La propia novela ofrece ejemplos, mediante lo que hoy llamaríamos metaficción, de la identificación de la intención del autor con elementos que aparecen formando parte de la trama, que aparecen primero como imagen fija y después como formando parte del mundo animado, o al revés; el más evidente, el rompecabezas , que incluye algunas de las escenas que se han relatado en vivo, que acaba de completar el personaje —y que, inmediatamente después, desbaratará— al mismo tiempo que Simon escribe sus últimas frases, al terminar el libro.
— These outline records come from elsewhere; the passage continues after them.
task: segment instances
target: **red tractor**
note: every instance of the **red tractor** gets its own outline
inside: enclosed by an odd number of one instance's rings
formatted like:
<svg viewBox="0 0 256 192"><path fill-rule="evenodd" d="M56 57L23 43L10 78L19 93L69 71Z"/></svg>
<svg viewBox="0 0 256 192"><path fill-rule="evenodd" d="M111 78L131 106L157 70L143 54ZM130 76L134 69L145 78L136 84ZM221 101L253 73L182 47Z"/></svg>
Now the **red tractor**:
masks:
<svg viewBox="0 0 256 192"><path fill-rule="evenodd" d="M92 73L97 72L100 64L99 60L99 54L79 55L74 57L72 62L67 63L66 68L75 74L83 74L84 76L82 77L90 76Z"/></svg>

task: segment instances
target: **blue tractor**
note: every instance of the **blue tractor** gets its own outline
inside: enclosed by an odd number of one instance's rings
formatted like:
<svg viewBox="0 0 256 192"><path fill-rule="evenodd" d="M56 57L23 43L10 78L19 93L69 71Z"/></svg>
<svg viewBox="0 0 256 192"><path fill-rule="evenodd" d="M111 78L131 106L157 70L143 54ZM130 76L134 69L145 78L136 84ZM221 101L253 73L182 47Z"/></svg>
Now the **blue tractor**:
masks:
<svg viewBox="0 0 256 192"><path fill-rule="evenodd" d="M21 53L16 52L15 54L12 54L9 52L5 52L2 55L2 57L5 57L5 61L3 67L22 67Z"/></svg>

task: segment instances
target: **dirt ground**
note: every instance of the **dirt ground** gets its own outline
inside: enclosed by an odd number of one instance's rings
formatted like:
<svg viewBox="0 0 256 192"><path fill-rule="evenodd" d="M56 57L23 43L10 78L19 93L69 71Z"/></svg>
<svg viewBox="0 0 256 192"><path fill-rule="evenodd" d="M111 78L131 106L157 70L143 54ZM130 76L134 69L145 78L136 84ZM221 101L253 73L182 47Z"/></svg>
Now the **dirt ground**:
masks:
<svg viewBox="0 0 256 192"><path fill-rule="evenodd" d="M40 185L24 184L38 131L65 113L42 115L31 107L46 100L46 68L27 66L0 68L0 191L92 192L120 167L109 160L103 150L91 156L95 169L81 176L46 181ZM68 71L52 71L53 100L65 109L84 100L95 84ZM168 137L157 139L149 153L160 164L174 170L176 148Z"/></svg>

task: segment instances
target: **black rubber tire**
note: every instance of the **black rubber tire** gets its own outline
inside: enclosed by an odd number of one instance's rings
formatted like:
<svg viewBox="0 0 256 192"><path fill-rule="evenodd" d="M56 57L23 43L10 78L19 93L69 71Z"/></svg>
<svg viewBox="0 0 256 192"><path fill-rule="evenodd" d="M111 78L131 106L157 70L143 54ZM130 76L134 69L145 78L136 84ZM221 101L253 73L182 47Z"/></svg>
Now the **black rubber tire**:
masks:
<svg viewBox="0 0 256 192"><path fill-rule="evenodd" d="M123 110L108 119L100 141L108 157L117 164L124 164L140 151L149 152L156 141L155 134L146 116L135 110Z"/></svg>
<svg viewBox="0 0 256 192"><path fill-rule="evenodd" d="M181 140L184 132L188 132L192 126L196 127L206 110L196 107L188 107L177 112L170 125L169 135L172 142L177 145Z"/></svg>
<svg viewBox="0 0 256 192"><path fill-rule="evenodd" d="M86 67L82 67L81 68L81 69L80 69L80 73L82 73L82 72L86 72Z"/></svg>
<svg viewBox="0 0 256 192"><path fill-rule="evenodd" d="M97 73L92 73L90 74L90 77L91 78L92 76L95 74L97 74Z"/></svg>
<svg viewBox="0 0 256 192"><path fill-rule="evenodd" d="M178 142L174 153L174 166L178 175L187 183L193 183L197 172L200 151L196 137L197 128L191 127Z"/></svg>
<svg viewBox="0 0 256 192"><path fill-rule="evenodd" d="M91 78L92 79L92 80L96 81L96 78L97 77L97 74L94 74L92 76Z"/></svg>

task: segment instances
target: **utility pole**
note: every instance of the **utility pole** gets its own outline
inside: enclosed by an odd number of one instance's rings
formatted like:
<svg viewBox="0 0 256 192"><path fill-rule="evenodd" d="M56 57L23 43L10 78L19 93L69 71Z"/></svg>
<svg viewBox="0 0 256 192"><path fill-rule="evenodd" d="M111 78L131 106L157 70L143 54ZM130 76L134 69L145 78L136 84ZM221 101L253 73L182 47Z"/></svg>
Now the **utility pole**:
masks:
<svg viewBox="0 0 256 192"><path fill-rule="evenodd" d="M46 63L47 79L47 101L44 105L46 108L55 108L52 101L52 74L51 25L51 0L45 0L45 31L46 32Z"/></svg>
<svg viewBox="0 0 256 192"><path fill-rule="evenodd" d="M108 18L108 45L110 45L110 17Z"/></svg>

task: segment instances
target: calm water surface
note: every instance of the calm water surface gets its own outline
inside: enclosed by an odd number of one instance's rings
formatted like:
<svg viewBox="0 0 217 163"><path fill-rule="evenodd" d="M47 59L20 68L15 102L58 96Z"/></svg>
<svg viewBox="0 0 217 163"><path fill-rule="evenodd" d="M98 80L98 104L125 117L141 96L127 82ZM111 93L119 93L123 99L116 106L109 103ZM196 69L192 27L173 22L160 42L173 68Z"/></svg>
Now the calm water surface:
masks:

«En la larga mesa baja de estilo chino y patas ornadas y torneadas, de larga plancha lacada en negro sobre la que están colocados un periódico local y el Financial Times, se halla desplegado uno de estos grandes rompecabezas que tanto gustan a los anglosajones, de unos cuarenta centímetros por sesenta. El rompecabezas está casi terminado. A la derecha, desordenadas, hay todavía una veintena de piececitas de sinuosos contornos. El hombre contempla por un momento el rompecabezas sin moverse, después se inclina hacia adelante y su mano coge uno de los pedacitos que retiene durante un instante por encima del montaje que sus ojos recorren rápidamente antes de hallar el lugar donde lo inserta [...]. Inclinado hacia adelante, los muslos separados, el antebrazo izquierdo descansando sobre el muslo izquierdo, el hombre de talla grande pero pesada coloca con su mano derecha la última piececita y desaparece el último islota de laca negra [...]. Se queda después inmóvil. El brazo que ha colocado la pieza ha ido a apoyarse como el otro sobre el muslo correspondiente, pendientes las dos manos entre las rodillas separadas».